In happily counting Alex Rodriguez as a steroid-user and sadly counting David Ortiz and Manny Ramirez as well, Guerrero is one of only five clean hitters that have hit for power and average consistently over the past 20 years, joining Junior Griffey , Jones, and Pujols. None of the other four have his plate discipline, or lack thereof, however.
What makes Guerrero remarkable is that he’s never seen a pitch he hasn’t liked yet rarely strikes out. He’s aggressive but not over-zealous. He, who is one of the few players that doesn’t wear batting gloves, knows the strikezone but loves to live outside of it.
There may have been some hitter prior to my time, which lasts back until 1990, but he’s the best bad-ball hitter I’ve ever seen. For such a great hitter he’s produced some of the ugliest swings I’ve ever seen, too. He’s swung at pitches that have bounced before reaching the plate.

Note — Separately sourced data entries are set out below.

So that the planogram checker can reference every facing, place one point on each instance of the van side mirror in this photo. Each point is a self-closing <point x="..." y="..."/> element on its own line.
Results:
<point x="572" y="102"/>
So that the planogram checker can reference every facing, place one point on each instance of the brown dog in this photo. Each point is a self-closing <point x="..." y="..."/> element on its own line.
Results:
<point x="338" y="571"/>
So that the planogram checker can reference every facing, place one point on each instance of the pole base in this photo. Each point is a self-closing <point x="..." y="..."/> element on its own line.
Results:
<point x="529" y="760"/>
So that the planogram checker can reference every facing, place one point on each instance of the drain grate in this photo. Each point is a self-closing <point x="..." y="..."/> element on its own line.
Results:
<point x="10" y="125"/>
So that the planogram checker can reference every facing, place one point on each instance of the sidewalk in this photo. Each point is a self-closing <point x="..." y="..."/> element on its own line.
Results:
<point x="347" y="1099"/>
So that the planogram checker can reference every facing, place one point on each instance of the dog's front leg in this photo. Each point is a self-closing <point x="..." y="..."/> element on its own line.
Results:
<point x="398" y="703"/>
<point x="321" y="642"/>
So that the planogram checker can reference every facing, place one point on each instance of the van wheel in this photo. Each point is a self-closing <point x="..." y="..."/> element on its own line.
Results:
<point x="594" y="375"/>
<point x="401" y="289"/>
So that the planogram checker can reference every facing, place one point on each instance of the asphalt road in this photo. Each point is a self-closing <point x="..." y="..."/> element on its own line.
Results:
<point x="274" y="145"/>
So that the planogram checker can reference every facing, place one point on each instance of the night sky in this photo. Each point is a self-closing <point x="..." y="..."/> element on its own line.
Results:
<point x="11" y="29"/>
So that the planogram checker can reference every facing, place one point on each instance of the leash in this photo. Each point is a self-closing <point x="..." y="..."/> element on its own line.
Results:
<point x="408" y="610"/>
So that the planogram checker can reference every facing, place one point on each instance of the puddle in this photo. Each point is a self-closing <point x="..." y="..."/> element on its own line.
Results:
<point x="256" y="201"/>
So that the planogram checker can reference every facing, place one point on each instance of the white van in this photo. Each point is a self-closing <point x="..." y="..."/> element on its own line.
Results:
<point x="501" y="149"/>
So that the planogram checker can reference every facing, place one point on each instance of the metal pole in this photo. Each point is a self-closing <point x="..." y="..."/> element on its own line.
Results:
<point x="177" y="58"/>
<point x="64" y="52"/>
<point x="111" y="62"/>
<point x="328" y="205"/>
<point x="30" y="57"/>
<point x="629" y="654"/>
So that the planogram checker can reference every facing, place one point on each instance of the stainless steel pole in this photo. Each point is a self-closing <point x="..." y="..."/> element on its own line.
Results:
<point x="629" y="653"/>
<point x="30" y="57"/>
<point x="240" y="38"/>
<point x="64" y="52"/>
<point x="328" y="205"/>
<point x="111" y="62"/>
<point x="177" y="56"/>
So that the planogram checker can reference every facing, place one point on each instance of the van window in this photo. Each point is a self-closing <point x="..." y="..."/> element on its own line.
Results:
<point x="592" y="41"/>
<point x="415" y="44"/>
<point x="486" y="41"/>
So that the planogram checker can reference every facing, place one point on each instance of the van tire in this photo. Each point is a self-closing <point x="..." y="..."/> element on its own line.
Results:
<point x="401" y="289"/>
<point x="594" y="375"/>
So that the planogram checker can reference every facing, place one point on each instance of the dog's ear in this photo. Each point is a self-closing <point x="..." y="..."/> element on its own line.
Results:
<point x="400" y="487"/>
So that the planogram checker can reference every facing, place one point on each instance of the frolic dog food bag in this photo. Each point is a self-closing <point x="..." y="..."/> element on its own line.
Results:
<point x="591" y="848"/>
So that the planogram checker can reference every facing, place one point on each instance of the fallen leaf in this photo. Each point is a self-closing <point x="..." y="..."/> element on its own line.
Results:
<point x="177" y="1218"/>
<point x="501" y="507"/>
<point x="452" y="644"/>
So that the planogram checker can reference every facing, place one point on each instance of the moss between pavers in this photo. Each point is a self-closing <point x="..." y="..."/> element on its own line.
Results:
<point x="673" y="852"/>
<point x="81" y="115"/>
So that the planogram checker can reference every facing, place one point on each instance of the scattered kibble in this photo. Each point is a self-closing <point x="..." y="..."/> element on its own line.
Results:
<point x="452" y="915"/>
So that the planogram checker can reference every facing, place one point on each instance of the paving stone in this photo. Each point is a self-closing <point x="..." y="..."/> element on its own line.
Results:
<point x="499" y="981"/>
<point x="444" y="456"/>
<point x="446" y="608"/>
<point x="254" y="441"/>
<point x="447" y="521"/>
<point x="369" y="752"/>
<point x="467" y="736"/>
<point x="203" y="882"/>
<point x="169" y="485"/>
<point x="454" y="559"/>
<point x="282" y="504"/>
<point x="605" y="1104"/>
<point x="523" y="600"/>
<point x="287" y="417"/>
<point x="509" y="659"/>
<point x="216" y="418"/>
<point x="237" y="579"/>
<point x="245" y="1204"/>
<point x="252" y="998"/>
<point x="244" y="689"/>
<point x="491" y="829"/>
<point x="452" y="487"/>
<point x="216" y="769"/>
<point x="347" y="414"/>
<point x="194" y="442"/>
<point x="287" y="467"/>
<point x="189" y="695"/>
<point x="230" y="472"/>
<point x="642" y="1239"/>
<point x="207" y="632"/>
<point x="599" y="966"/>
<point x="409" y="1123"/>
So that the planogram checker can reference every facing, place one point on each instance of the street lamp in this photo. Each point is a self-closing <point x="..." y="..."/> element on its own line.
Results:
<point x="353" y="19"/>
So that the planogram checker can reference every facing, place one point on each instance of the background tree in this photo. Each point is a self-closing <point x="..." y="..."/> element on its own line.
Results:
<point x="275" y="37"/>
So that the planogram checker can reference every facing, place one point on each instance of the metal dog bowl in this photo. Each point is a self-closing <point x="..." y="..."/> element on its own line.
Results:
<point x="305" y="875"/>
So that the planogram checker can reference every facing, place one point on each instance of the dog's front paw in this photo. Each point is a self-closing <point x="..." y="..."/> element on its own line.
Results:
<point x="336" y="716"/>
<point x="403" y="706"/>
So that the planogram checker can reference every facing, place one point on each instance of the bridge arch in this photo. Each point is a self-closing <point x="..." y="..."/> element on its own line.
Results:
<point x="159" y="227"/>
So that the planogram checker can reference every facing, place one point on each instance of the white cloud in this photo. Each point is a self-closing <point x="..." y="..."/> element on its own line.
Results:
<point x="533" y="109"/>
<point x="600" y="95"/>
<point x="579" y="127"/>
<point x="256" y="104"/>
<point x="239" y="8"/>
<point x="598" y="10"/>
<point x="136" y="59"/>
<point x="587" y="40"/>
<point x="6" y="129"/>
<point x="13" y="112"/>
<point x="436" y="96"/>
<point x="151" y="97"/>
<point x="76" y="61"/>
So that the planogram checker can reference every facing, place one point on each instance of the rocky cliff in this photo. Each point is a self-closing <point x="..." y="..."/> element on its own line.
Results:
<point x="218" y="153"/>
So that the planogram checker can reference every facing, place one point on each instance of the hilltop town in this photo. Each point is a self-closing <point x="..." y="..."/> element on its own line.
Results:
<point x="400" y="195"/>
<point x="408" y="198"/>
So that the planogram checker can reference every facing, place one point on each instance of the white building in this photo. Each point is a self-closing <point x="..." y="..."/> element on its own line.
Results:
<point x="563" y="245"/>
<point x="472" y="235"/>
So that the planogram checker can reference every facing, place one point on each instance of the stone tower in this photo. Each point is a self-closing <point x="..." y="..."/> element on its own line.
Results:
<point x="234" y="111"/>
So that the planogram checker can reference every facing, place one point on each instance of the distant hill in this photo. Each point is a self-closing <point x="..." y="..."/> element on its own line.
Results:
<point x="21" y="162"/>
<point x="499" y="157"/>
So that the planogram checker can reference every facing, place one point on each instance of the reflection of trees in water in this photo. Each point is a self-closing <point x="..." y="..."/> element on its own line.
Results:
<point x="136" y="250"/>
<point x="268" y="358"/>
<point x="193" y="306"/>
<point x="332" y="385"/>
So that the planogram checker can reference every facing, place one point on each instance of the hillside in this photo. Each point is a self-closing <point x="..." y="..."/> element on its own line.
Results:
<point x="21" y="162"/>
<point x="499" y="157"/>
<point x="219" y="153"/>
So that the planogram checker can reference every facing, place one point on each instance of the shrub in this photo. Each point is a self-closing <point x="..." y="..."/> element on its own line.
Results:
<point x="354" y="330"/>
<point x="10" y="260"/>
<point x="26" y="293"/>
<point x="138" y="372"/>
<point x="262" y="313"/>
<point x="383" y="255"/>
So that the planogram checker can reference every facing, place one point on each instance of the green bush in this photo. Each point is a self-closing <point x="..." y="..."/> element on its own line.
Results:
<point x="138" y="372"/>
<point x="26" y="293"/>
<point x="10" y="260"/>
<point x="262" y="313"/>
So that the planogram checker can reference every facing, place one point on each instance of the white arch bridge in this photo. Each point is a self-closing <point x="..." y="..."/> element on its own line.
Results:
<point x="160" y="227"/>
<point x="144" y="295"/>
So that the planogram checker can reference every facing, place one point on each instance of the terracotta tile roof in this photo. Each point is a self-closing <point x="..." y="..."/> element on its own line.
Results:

Sometimes, he’s hit those pitches. He’s fouled off pitches that would have hit him.
This is the main reason why he’s never walked more than 84 times in a season. But his incredible ability to put the ball in play amidst the periodical craziness is the reason why he’s never struck out more than 95 times in a season.
Aside from a cup of coffee with the Expos in 1996 and last season, he has annually driven in more runs than he has struck out.
Pujols hasn’t struck out more than 93 times, and that was in his rookie season. Since, he hasn’t whiffed more than 69 times, which is mind-boggling. Like-wise, Jones hasn’t reached triple-digits. Griffey did five times, from 1996-2000, but that was also his prime. And he was forgiven since those were his most productive seasons: over that span he had a ridiculous 658 RBI and 249 homers.
Griffey had Rodriguez to help him in the middle of the Seattle Mariners order. Pujols has had and currently has plenty of protection. Jones had Andruw Jones, providing a one-two punch that deepened my love for Atlanta.
Guerrero was relatively alone with the Expos. He had scrappiness behind and in front of him with the Angels, along with Garrett Anderson. And now he has Josh Hamilton, forming the deadliest duo in the majors this season.
Baseball hasn’t seen what Guerrero and Hamilton have done since the Ortiz and Ramirez smashed balls out of Fenway nightly. Hamilton started the season slow, but thanks to a June in which he was as hot as can be at the plate, he is in the hunt for the Triple Crown.
He hit .454 (49-108) in the month, which is hard to believe, and socked nine homers, drove in 31 RBI, and reached base 48 percent of the time.
He has continued to hit extremely well and holds a MLB-leading .353 batting average to complement his 22 homers and 67 RBI. Forty-two homers, 143 RBI, and a .337 average. Not too shabby.
And what makes the Rangers so scary is that these two aren’t the only ones hitting. The team carries a .278 batting average, which is second to, of all teams, the lowly Kansas City Royals in the majors. The pitching staff is in the top-10 in baseball across the board. Good pitching and even superb hitting puts them five games ahead of second-place Anaheim.
But, they wouldn’t have the third-best record in baseball if not for Guerrero. Robin to Hamilton’s Batman for the dangerous Rangers. Hall of Famer. And one of the best players ever to play this grand game.